Express 2104 as the sum of four squares

How to write 2104 as the sum of four squares.

I know the general equation for factoring a number into the sum of four squares but I don't know how to go about this when some of the prime factors are large, for example, one of 2104's prime factors is 263 and I can't figure out how to write 263 as the sum of four squares.

• – aGer Jul 10 '15 at 14:33
• @aGer How is lagrange's theorem helpful here? Does it give a method on how to actually write a number as sum of four squares, or merely existence? – pMarkov Jul 10 '15 at 14:36
• Not a method, actually. But the AFAIK the theorem states that every natural number can be expressed as the sum of four squares. – aGer Jul 10 '15 at 14:38
• Is $0=0^2$ an acceptable square? – Gary. Jul 10 '15 at 14:39
• $2104$ or $2014$ ? – lhf Jul 10 '15 at 14:43

very easy by computer, and the way to go if you need all such representations. By hand, the first thing is that the $w^2 + x^2 + y^2 + z^2$ can be divisible by $4$ with all entries odd, as $1+1+1+1=4$ for example, but if divisible by $8$ all entries must be even. So, we are going to write $2104 / 4 = 526$ as the sum of four squares and double those entries.

Next, $23^2 = 529$ is too big. $22^2 = 484$ is small enough, and $526-484 = 42$ is the sum of three squares $42 = 25 + 16 + 1.$ So, $$526 = 22^2 + 5^2 + 4^2 + 1^2,$$ $$2104 = 44^2 + 10^2 + 8^2 + 2^2.$$

• corrected arithmetic mistake, now corrected to $42$ rather than $52$ – Will Jagy Jul 10 '15 at 15:56

$2104$ is not of the form $4^a(8b + 7)$ and so by Legendre's three-square theorem it can be written as the sum of three squares.

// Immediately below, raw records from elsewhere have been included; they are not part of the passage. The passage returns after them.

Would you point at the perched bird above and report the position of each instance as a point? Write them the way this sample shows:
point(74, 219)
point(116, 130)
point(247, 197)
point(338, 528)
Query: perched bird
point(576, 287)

One way is $4^2+18^2+42^2$.

However, it may be simpler to use the norm in quaternions to reduce the problem to expressing the factors of $2104$ as a sum of four squares.

Now, $2104= 2^3 \cdot 263$ and $2=1^2+1^1$. So, it remains to express $263$. One way is $1^2+1^2+6^2+15^2$.

In any case, a simple brute-force search works quite fast and gives these decompositions of $2104$:

$0^2+4^2+18^2+42^2$

$0^2+12^2+14^2+42^2$

$0^2+18^2+22^2+36^2$

$2^2+4^2+22^2+40^2$

$2^2+8^2+10^2+44^2$

$2^2+10^2+20^2+40^2$

$2^2+16^2+20^2+38^2$

$2^2+20^2+26^2+32^2$

$4^2+16^2+26^2+34^2$

$6^2+12^2+18^2+40^2$

$6^2+12^2+30^2+32^2$

$6^2+14^2+24^2+36^2$

$8^2+10^2+28^2+34^2$

$8^2+14^2+20^2+38^2$

$8^2+20^2+22^2+34^2$

$10^2+14^2+28^2+32^2$

$12^2+22^2+24^2+30^2$

$14^2+20^2+22^2+32^2$

$36^2+24^2+14^2+6^2=2104$ is an answer here.

See http://www.alpertron.com.ar/4SQUARES.HTM for a good explanation of a reasonable algorithm to find it. The author also gives a Java implementation that you can experiment with. The algorithm is not deterministic but is simple to prove and implement. If I recall there are deterministic algorithms but they are quite complicated.